Friday's headlines: Rush-hour traffic in central Auckland predicted to slow to walking pace; Waikato district road toll now 40; Vive Aramoana by Ralph Hotere fetched $183,000 at auction in Auckland.
The New Zealand Herald says rush-hour traffic in central Auckland will slow to walking pace in 10 years if a central city rail tunnel is not built.
A draft report by transport engineers Sinclair Knight Merz says most bus networks near and in the city centre will be at capacity or overloaded by 2021 in terms of what can be provided on existing roads.
The Waikato Times leads with a picture of a fiery crash on the outskirts of Hamilton. A silver Mazda Lantis containing two males and two females lost control round a bend and rolled 20 metres along a paddock fence.
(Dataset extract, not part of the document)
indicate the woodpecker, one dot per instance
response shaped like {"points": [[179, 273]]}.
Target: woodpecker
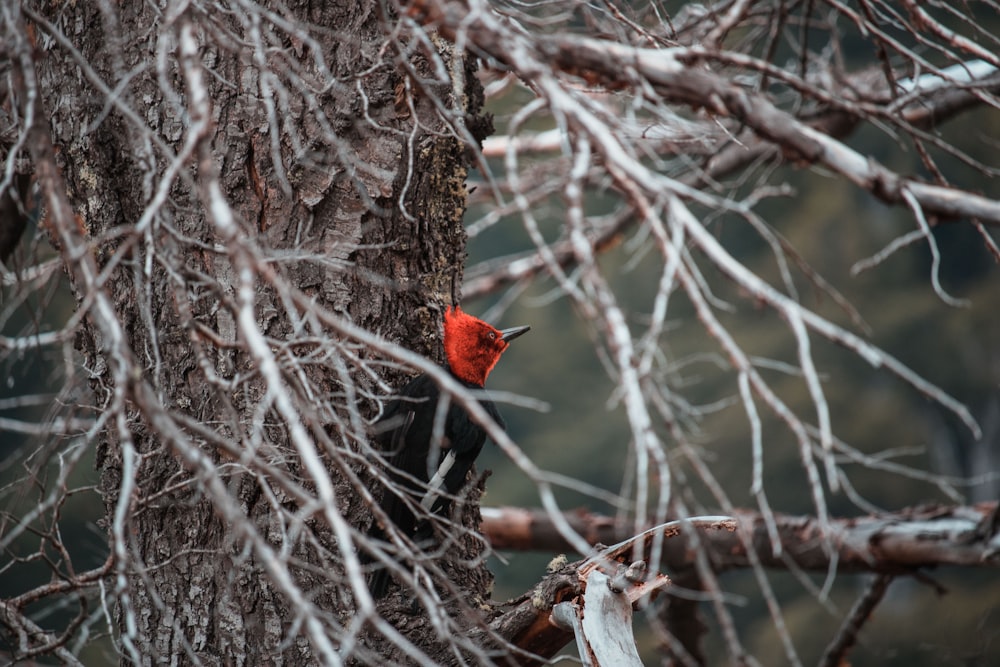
{"points": [[432, 472]]}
One woman, who was thrown from the car, died at the scene. The death takes the Waikato district road toll to 40 - the highest in the country. Also on Thursday: the Land Transport Agency declared State Highway One from Huntly to Hamilton to be the country's ''riskiest'' stretch of highway.
The Dominion Post reports serious injuries on the Rimutaka Hill Road increasing, and a rise in motorcycle accidents being blamed.
Between 2007 - 2011, there were two deaths and 32 serious crashes between Featherston and Upper Hutt.
Also on the front page, the paper recognises regional achievers with its Wellingtonian of the Year awards. MAS Technology founder Neville Jordan was named overall winner.
The Press reports that a plan to save Christchurch's Town Hall could yet be undone.
Christchurch City councillors voted unanimously on Thursday to spend an estimated $127 million on repairing the town hall.
But Earthquake Recovery Minister Gerry Brownlee says further discussions are needed, describing it as a very compromised building.
And the families of a pilot and passenger missing for almost eight years are grieving again after the discovery of helicopter wreckage in Fiordland.
The Otago Daily Times says increasing debt levels at Dunedin City Council have sparked negative attention from Standard & Poor's.
In more on the helicopter crash, the paper says the parents of the Waikato pilot believed to have been at the controls, have made the trek south to take home their son's remains.
And an Otago painting, Vive Aramoana by Ralph Hotere fetched $183,000 at auction in Auckland.